During the last three years (he wrote) no less than four Education bills have failed ... why is it that these efforts have failed? I believe it is because they contained elements that were not right; so they have been stopped. If the Government desire our co-operation they must propose some educational plan which we can accept with a good conscience.

He was growing old, and wondering very much how long he should hold on to the work of the See. He still enjoyed a holiday abroad in 1908 in Italy:

This is a lovely little out-of-the-world place (he wrote from Abetone) 6,400 feet up in the Appenines most delicious air, and lovely restful scenery, not grand and terrible like Switzerland, but peaceful and suited for an old man of 78. ... I hope you are having a holiday somewhere. It does one so much good, besides being so nice.

A letter to an old friend who had lost his brother, a Missionary in Africa, shows his old simple use of words to convey his warmhearted love.

I have just seen that your dear brother is gone to his rest. Dear, lovely, brave, saintly fellow! Thank God, I have prayed for him every day for years. I shall miss him in that way, but I can remember him still. . . . Never, never was there a more unworldly, simpler, braver soul. He walked simply with God: beautiful, lovely, steady, quiet. I do thank God that I was permitted to know him. He has always been a bright star to me.

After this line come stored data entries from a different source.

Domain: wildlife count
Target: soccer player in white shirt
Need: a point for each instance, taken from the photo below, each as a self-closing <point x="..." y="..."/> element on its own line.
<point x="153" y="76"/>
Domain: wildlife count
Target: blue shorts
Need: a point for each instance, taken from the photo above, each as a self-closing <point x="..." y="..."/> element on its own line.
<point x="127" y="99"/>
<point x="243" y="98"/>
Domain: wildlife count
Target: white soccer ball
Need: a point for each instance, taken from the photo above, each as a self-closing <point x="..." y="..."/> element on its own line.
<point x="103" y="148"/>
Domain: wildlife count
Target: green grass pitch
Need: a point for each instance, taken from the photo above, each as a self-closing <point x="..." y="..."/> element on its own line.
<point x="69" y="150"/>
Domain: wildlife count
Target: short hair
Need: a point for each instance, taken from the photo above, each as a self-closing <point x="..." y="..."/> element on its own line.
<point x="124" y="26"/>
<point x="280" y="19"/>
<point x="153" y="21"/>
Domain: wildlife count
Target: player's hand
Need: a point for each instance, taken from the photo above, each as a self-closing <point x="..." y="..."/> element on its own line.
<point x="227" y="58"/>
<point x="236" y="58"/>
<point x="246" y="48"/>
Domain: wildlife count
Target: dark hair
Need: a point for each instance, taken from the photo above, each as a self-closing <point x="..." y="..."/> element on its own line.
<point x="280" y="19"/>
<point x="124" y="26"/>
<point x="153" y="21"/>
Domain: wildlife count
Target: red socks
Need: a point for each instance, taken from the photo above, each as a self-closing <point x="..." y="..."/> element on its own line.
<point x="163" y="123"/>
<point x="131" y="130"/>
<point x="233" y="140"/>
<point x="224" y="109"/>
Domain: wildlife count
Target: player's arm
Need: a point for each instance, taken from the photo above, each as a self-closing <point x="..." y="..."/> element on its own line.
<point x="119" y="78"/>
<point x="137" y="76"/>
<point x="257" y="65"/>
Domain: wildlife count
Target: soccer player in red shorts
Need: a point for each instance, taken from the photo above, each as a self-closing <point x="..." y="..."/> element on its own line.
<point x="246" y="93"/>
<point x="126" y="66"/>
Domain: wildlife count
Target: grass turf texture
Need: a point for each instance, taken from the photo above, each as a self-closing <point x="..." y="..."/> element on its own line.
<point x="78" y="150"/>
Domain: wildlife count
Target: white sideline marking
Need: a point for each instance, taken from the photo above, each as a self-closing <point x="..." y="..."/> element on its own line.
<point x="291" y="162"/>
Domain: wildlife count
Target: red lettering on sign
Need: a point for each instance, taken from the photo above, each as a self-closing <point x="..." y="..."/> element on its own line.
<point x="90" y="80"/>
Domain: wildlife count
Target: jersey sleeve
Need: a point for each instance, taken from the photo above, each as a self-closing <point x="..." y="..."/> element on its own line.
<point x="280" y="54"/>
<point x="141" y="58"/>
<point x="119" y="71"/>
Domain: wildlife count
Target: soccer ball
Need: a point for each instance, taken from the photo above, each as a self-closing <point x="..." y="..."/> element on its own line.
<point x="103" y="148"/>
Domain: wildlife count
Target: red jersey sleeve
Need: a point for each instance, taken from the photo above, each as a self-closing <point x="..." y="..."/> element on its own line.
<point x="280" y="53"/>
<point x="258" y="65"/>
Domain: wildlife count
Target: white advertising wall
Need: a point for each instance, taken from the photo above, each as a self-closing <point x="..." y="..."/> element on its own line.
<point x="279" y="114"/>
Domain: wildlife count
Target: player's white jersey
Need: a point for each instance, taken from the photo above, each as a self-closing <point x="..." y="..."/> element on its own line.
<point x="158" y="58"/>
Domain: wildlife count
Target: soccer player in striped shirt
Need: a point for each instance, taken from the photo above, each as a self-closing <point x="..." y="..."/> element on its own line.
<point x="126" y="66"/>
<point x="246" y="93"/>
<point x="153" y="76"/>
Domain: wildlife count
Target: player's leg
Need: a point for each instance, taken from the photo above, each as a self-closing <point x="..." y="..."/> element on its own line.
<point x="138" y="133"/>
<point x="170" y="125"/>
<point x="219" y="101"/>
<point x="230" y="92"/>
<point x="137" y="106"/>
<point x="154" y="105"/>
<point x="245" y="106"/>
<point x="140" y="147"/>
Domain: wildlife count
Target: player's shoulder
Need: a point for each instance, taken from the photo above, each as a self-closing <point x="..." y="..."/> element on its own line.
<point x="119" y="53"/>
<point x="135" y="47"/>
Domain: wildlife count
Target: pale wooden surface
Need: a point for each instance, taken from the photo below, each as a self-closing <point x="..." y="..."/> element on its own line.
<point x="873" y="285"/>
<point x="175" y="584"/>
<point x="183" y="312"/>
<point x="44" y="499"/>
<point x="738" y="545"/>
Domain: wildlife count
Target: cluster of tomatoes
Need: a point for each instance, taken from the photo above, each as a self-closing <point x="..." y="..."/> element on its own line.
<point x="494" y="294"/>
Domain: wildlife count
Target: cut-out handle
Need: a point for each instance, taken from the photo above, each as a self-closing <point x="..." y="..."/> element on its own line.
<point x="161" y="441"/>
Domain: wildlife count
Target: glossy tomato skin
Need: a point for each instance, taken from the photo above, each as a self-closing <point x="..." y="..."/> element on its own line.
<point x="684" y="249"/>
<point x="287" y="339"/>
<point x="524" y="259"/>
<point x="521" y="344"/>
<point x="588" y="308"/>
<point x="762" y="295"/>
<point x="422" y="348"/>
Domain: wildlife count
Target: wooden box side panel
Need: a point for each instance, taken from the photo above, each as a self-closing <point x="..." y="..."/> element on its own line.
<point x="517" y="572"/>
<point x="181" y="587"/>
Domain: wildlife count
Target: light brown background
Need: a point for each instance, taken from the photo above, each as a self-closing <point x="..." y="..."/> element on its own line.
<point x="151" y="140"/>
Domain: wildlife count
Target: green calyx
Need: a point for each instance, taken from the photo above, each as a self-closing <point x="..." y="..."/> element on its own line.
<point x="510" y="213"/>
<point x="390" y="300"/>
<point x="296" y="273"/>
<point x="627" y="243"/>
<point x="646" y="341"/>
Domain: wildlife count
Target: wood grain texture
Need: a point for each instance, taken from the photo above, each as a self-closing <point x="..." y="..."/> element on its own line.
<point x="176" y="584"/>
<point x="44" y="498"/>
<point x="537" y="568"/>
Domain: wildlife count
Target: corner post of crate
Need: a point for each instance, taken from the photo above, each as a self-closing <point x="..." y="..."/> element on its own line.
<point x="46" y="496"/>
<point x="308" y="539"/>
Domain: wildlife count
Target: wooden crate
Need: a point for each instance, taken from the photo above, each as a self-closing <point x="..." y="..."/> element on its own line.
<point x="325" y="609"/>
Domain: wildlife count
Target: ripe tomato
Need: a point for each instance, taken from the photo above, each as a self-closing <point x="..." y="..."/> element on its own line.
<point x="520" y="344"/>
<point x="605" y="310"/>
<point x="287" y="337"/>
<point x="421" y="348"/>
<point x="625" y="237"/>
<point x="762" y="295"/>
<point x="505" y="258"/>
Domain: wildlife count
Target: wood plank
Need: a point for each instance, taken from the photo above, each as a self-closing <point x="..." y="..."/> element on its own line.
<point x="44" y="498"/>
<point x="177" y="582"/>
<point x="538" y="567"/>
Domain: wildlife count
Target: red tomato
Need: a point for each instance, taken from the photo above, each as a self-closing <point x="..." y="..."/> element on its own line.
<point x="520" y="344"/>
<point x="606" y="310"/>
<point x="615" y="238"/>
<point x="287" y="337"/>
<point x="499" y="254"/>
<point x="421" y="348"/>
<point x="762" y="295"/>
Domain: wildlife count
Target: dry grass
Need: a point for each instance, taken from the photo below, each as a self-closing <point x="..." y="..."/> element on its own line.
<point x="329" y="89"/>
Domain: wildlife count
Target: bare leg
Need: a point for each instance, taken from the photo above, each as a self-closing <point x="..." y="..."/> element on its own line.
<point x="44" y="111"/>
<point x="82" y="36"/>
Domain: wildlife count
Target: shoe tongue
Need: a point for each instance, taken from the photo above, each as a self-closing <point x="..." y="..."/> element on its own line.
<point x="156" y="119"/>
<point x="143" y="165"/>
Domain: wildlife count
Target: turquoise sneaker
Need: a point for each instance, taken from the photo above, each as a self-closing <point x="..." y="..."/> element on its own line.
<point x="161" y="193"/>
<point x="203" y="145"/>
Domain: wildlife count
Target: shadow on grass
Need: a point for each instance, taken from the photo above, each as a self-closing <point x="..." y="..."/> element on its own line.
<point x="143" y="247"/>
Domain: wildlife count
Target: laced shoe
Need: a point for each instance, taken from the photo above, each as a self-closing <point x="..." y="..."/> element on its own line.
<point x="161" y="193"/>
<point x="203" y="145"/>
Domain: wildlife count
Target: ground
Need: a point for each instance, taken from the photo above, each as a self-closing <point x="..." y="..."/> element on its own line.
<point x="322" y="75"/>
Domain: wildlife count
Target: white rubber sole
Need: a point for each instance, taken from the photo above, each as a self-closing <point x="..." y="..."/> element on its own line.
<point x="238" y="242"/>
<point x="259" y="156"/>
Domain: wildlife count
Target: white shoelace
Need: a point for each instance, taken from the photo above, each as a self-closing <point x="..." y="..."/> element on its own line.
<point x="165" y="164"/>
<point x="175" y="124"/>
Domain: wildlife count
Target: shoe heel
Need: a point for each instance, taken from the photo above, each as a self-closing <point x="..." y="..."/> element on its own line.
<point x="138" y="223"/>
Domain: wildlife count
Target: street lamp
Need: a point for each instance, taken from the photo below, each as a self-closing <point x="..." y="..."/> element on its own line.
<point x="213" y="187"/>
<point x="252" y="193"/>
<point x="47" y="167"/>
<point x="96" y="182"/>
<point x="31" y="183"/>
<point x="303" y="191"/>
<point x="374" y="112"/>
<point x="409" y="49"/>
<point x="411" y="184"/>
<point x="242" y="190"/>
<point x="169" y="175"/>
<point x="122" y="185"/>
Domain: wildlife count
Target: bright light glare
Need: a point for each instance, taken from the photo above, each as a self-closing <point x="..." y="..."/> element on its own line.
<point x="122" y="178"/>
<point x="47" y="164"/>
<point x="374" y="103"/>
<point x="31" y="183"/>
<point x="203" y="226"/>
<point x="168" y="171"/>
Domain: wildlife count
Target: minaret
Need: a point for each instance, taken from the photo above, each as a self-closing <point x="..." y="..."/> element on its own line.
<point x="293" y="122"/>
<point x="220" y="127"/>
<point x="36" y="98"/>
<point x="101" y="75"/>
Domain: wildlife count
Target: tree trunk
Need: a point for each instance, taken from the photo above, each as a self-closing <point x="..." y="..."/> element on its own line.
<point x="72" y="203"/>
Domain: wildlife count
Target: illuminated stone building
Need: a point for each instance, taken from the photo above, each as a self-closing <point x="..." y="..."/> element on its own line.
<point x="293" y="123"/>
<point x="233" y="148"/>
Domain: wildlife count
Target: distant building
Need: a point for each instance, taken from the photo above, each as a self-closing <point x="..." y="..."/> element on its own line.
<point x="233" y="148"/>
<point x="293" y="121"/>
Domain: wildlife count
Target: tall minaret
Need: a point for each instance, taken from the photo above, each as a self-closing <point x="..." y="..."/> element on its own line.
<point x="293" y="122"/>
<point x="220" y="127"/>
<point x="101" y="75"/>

His last Ordination came 19 December, 1909, but he spoke to his candidates there with a hopefulness that was almost youthful: 'If you realize the promise of Christ to be with you, you not only will not be afraid, but you will cease to be surprised at the wonderful things that He will do through you.'

'I will trust and not be afraid', he wrote in his diary at the beginning of the year of his death, 1910. He knew that the end was coming but he was still wondering if he should resign, or if God would take him. With his old humility he wrote in response to the compiler of a symposium, who asked: 'What are the difficulties in your diocese?' 'Myself and my old age.' He struggled on with his confirmations through the spring, until he was really too weak to do anything but to go to his deathbed.

It was a quiet deathbed, full of loving care for many people. He said goodbye to each of his household, saying to his Housekeeper: 'My mother would be pleased to know that you are with me.'

Then his thoughts went to the Diocese; he could still dictate a letter to all his people:

My dear People,

I fear I am not able to write the letter I should, wish to write. I have for some time been praying to God to tell me when I should give up my work. Now He has sent me, in His loving wisdom, a clear answer. It is a very great comfort to me to be relieved from the responsibility of leaving you. All I have to do is to ask you to forgive the many faults and immeasurable shortcomings during the twenty-five years I have been with you and to ask you to pray God to perfect my repentance and strengthen my faith to the end. All has been done in perfect love and wisdom.

My great wish has been to lead you to be Christ-like Christians. In Christ is the only hope of Purity and Peace. In Him we may be united to God and to one another.

May God guide and bless you all, and refresh you with the increasing consciousness of His presence and His love.

I am, to the end,

Your friend and Bishop.

The next morning he had his last Celebration of Holy Communion. But his love went on; one of his last visitors was a cabman who often drove him to the station, and whom he had been persuading to be confirmed. He gave him his Prayerbook. A railway porter sent him love, and had love and blessing in return. He remembered an invalid to whom he was sending an extra ration of milk; he asked that the scarlet and ermine cloak he had worn in the House of Lords should be sent to his niece, and he advised her to have it made into an evening cloak. The undertone of his thought in these last days was the perfect Love and Wisdom of God, and his trust in that was complete; and so he went forward.

'God bless you', he had written to a friend also making his last journey, 'and keep you to the end which is really the great beginning.'

'We have buried our Saint', said one of the bishops who came to his funeral.